La travesía no es para espíritus mediocres y flojos. Se requiere centinela
permanente, porque el enemigo se trasfigura «en ángel de luz», para mejor
engañar (n. 15). «Es como una lima sorda», no hay que dejarse sorprender (n.
16).
– Por fin, desde el principio es preciso poner la
mira en el hito ideal del camino y tener ideas claras sobre la santidad, meta
final del castillo: «Entendamos, hijas mías, que la perfección verdadera es
amor de Dios y del prójimo, y mientras con más perfección guardáremos estos dos
mandamientos, seremos más perfectas. Toda nuestra Regla y Constituciones no
sirven de otra cosa sino de medios para guardar esto con más perfección» (n.
17).
Así, la cartilla del principiante. La Santa le ha
propinado unas cuantas verdades que lo inmunicen contra espejismos y falsos
señuelos al dar los primeros pasos en el camino espiritual. Reiteradamente le
ha insinuado el panorama de lucha que le aguarda a la vuelta de las segundas
moradas.
Citas del texto teresiano
[1]
Todo este pasaje está entretejido de alusiones bíblicas: castillo resplandeciente y hermoso, cf. Ap 21, 2 y 10 (textos sobre
la Jerusalén celeste); perla oriental,
cf.

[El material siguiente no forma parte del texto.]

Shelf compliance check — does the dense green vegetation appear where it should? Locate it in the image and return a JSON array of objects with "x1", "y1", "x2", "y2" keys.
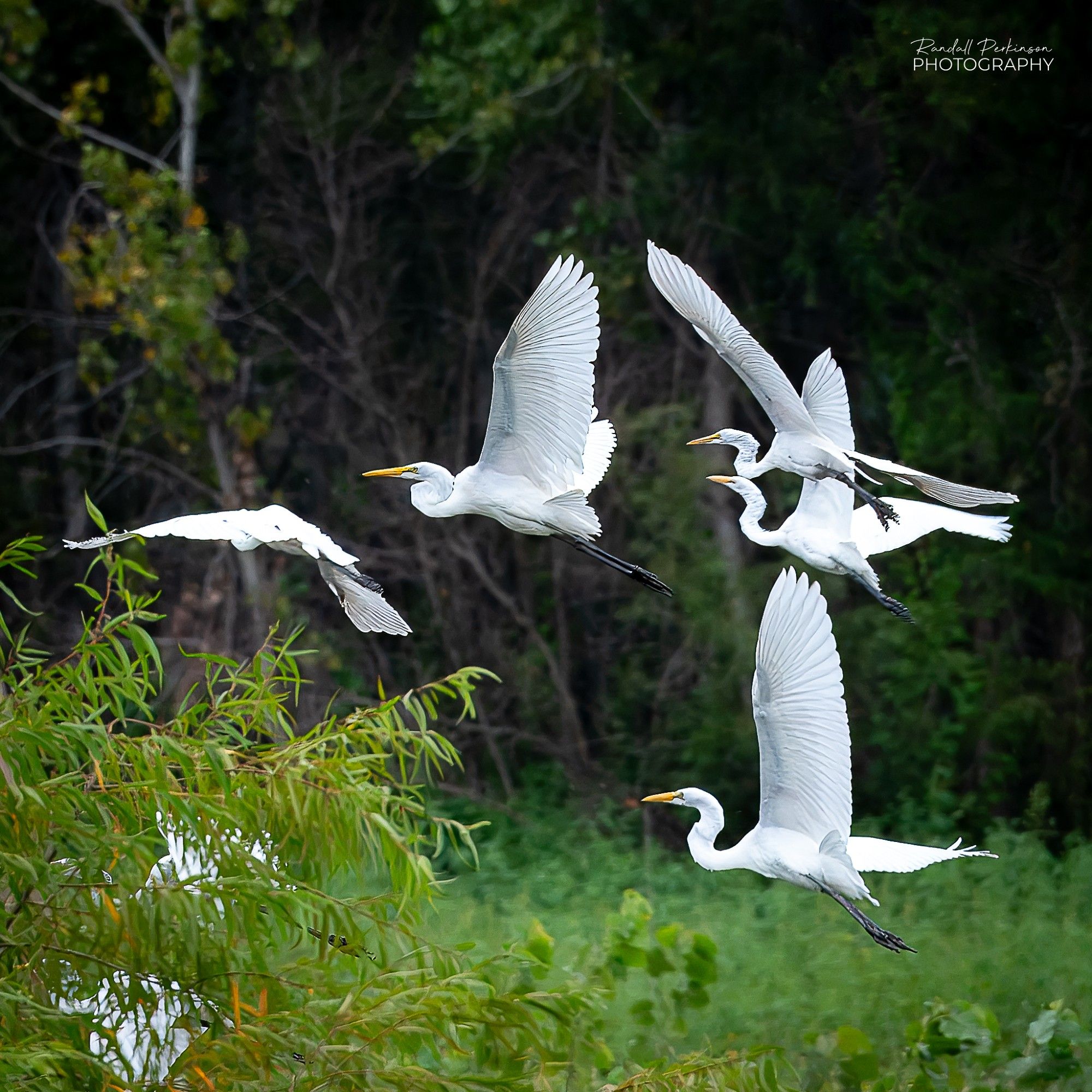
[
  {"x1": 0, "y1": 0, "x2": 1092, "y2": 848},
  {"x1": 0, "y1": 546, "x2": 1092, "y2": 1092},
  {"x1": 437, "y1": 815, "x2": 1092, "y2": 1065},
  {"x1": 0, "y1": 0, "x2": 1092, "y2": 1092}
]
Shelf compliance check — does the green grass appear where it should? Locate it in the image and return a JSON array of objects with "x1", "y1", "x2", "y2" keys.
[{"x1": 427, "y1": 818, "x2": 1092, "y2": 1054}]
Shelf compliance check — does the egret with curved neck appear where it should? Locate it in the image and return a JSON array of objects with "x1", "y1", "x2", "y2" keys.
[
  {"x1": 709, "y1": 474, "x2": 1012, "y2": 621},
  {"x1": 648, "y1": 239, "x2": 1018, "y2": 529},
  {"x1": 364, "y1": 257, "x2": 672, "y2": 595},
  {"x1": 643, "y1": 569, "x2": 994, "y2": 951}
]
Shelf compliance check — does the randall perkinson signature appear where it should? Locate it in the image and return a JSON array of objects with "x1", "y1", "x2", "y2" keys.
[{"x1": 911, "y1": 38, "x2": 1054, "y2": 72}]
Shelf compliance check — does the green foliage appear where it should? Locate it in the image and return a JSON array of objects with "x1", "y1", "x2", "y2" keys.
[
  {"x1": 59, "y1": 145, "x2": 236, "y2": 390},
  {"x1": 0, "y1": 546, "x2": 778, "y2": 1089}
]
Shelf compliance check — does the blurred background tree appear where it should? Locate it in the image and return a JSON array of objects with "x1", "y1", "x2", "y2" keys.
[{"x1": 0, "y1": 0, "x2": 1092, "y2": 847}]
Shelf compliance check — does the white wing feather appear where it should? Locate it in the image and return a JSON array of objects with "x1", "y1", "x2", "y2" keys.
[
  {"x1": 319, "y1": 559, "x2": 413, "y2": 637},
  {"x1": 573, "y1": 410, "x2": 618, "y2": 496},
  {"x1": 846, "y1": 450, "x2": 1020, "y2": 508},
  {"x1": 852, "y1": 497, "x2": 1012, "y2": 557},
  {"x1": 478, "y1": 257, "x2": 600, "y2": 492},
  {"x1": 64, "y1": 505, "x2": 358, "y2": 565},
  {"x1": 802, "y1": 349, "x2": 855, "y2": 451},
  {"x1": 847, "y1": 834, "x2": 997, "y2": 873},
  {"x1": 781, "y1": 349, "x2": 856, "y2": 541},
  {"x1": 649, "y1": 239, "x2": 816, "y2": 434},
  {"x1": 751, "y1": 569, "x2": 853, "y2": 843}
]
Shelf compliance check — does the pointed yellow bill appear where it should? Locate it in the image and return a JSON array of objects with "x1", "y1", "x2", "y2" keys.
[{"x1": 360, "y1": 466, "x2": 413, "y2": 477}]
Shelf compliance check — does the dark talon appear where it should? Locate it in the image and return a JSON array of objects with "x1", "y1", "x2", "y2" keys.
[{"x1": 808, "y1": 876, "x2": 917, "y2": 954}]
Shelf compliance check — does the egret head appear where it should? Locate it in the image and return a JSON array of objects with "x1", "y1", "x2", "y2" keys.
[
  {"x1": 364, "y1": 463, "x2": 455, "y2": 514},
  {"x1": 687, "y1": 428, "x2": 758, "y2": 449},
  {"x1": 707, "y1": 474, "x2": 765, "y2": 503},
  {"x1": 687, "y1": 428, "x2": 758, "y2": 476},
  {"x1": 641, "y1": 787, "x2": 724, "y2": 838},
  {"x1": 641, "y1": 788, "x2": 713, "y2": 808},
  {"x1": 360, "y1": 463, "x2": 429, "y2": 482}
]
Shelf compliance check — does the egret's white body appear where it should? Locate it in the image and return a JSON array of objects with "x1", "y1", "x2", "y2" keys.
[
  {"x1": 645, "y1": 569, "x2": 994, "y2": 951},
  {"x1": 64, "y1": 505, "x2": 412, "y2": 637},
  {"x1": 364, "y1": 257, "x2": 670, "y2": 595},
  {"x1": 710, "y1": 353, "x2": 1012, "y2": 620},
  {"x1": 648, "y1": 240, "x2": 1019, "y2": 523}
]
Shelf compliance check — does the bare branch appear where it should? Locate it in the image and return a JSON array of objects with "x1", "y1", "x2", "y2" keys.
[
  {"x1": 97, "y1": 0, "x2": 178, "y2": 92},
  {"x1": 0, "y1": 71, "x2": 169, "y2": 170}
]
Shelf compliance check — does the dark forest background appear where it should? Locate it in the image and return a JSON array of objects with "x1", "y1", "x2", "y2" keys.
[{"x1": 0, "y1": 0, "x2": 1092, "y2": 846}]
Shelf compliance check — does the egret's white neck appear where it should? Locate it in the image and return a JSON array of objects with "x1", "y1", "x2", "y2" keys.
[
  {"x1": 410, "y1": 463, "x2": 455, "y2": 515},
  {"x1": 735, "y1": 480, "x2": 783, "y2": 546},
  {"x1": 722, "y1": 429, "x2": 769, "y2": 478},
  {"x1": 684, "y1": 788, "x2": 748, "y2": 873}
]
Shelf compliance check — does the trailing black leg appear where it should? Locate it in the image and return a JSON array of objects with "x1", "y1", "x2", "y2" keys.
[
  {"x1": 809, "y1": 876, "x2": 917, "y2": 953},
  {"x1": 854, "y1": 577, "x2": 914, "y2": 624},
  {"x1": 556, "y1": 535, "x2": 673, "y2": 595},
  {"x1": 830, "y1": 471, "x2": 899, "y2": 531}
]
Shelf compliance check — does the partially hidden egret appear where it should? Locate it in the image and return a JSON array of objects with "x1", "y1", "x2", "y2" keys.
[
  {"x1": 364, "y1": 257, "x2": 672, "y2": 595},
  {"x1": 64, "y1": 505, "x2": 412, "y2": 637},
  {"x1": 644, "y1": 569, "x2": 995, "y2": 951},
  {"x1": 648, "y1": 240, "x2": 1019, "y2": 526},
  {"x1": 709, "y1": 353, "x2": 1012, "y2": 621}
]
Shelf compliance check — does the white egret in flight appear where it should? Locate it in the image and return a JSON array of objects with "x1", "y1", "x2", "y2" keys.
[
  {"x1": 364, "y1": 257, "x2": 672, "y2": 595},
  {"x1": 709, "y1": 353, "x2": 1012, "y2": 621},
  {"x1": 649, "y1": 240, "x2": 1019, "y2": 526},
  {"x1": 644, "y1": 569, "x2": 995, "y2": 951},
  {"x1": 64, "y1": 505, "x2": 412, "y2": 637}
]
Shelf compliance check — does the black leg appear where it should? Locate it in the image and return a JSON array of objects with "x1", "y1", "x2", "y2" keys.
[
  {"x1": 808, "y1": 876, "x2": 917, "y2": 953},
  {"x1": 853, "y1": 577, "x2": 914, "y2": 624},
  {"x1": 555, "y1": 535, "x2": 673, "y2": 595},
  {"x1": 830, "y1": 471, "x2": 899, "y2": 531}
]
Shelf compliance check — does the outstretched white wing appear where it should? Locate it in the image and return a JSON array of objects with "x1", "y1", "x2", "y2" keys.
[
  {"x1": 319, "y1": 559, "x2": 413, "y2": 637},
  {"x1": 64, "y1": 505, "x2": 357, "y2": 565},
  {"x1": 846, "y1": 450, "x2": 1020, "y2": 508},
  {"x1": 573, "y1": 408, "x2": 618, "y2": 496},
  {"x1": 64, "y1": 505, "x2": 412, "y2": 637},
  {"x1": 751, "y1": 569, "x2": 853, "y2": 843},
  {"x1": 478, "y1": 257, "x2": 600, "y2": 492},
  {"x1": 781, "y1": 349, "x2": 856, "y2": 541},
  {"x1": 649, "y1": 239, "x2": 816, "y2": 434},
  {"x1": 847, "y1": 834, "x2": 997, "y2": 873},
  {"x1": 802, "y1": 349, "x2": 854, "y2": 451},
  {"x1": 846, "y1": 500, "x2": 1012, "y2": 557}
]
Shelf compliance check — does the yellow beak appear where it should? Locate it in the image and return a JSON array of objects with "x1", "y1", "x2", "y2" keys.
[{"x1": 360, "y1": 466, "x2": 413, "y2": 477}]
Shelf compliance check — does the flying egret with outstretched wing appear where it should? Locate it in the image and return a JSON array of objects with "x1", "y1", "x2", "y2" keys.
[
  {"x1": 648, "y1": 240, "x2": 1019, "y2": 527},
  {"x1": 709, "y1": 351, "x2": 1012, "y2": 621},
  {"x1": 364, "y1": 257, "x2": 672, "y2": 595},
  {"x1": 644, "y1": 569, "x2": 994, "y2": 951},
  {"x1": 64, "y1": 505, "x2": 412, "y2": 637}
]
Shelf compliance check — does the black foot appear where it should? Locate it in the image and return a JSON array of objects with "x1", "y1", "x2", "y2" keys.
[
  {"x1": 558, "y1": 535, "x2": 675, "y2": 596},
  {"x1": 830, "y1": 471, "x2": 899, "y2": 531},
  {"x1": 864, "y1": 489, "x2": 899, "y2": 531},
  {"x1": 821, "y1": 876, "x2": 917, "y2": 954},
  {"x1": 880, "y1": 595, "x2": 914, "y2": 625},
  {"x1": 629, "y1": 565, "x2": 675, "y2": 596},
  {"x1": 862, "y1": 914, "x2": 917, "y2": 956}
]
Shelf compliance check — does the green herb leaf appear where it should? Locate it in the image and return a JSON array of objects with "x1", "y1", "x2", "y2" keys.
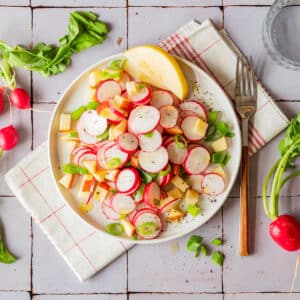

Mt 13, 45 (textos sobre la preciosa margarita, o bien los pasajes
apocalípticos correspondientes a la alusión anterior: Ap 22, 1 y ss); tinieblas tenebrosas, cf. la parábola
del banquete (Mt 22, 13; 8, 12).
[10]
Sobrenatural en el léxico teresiano equivale a «místico». Ella misma lo definió
así: «Sobrenatural... llamo yo lo que con industria ni diligencia no se puede
adquirir, aunque mucho se procure, aunque disponerse para ello sí» (Rel 5, 3: escrita
algo más de un año antes, 1576). – La Santa lamenta que haya pocos libros que
expliquen a fondo la oración sobrenatural, es decir, «mística». De ahí su
intencionada orientación hacia temas místicos en el presente libro.
[19]
Lo ha dicho en el n. anterior. – Conocimiento
ratero: Cobarruvias definía así este término: «Ratero: el hombre de bajos
pensamientos, tomada la metáfora de ciertas aves de rapiña que cazan ratones».
– Poco antes, la Santa ha formulado uno de sus lemas preferidos: «Los ojos en
Cristo» (o bien, «los ojos en vuestro Esposo», C 2, 1). Lo repetirá en las
moradas finales: «Poned los ojos en el Crucificado» (M7 4, 8; cf. V 4, 10).